Der Zwischenfall ereignete sich am vergangenen Samstag. Laut Medienberichten dürfte ein Löschflugzeug wichtige Hochspannungsleitungen beschädigt haben. Die abgeworfene Ladung des Flugzeugs habe einen Kurzschluss verursacht, der zu einer Netzauftrennung zwischen Frankreich und Spanien führte. Dadurch fehlten plötzlich 2.500 Megawatt an Stromimporten aus Frankreich und es folgte schließlich ein automatisierter Lastabwurf, um einen Kollaps des gesamten Systems zu verhindern.

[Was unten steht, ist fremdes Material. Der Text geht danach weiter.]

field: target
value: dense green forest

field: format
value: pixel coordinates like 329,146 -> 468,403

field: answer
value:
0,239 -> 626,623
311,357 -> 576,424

Etwas mehr als eine halbe Stunde lang waren zahlreiche Menschen in Spanien, Portugal und Frankreich ohne Strom. „Die Maßnahmen der Netzwerkbetreiber griffen und die Netze funktionierten nach 35 Minuten wieder“, erklärt Christoph Schuh, Unternehmenssprecher der Austrian Power Grid (APG). Österreich war von dem Stromausfall nichts zu bemerken.

Zweiter Fall binnen Monaten

Bereits im Januar 2021 war Europa knapp an einem Blackout vorbeigeschrammt. Nach einem Frequenzabfall waren mehrere südosteuropäische Staaten kurzzeitig vom kontinentaleuropäischen Netz abgetrennt.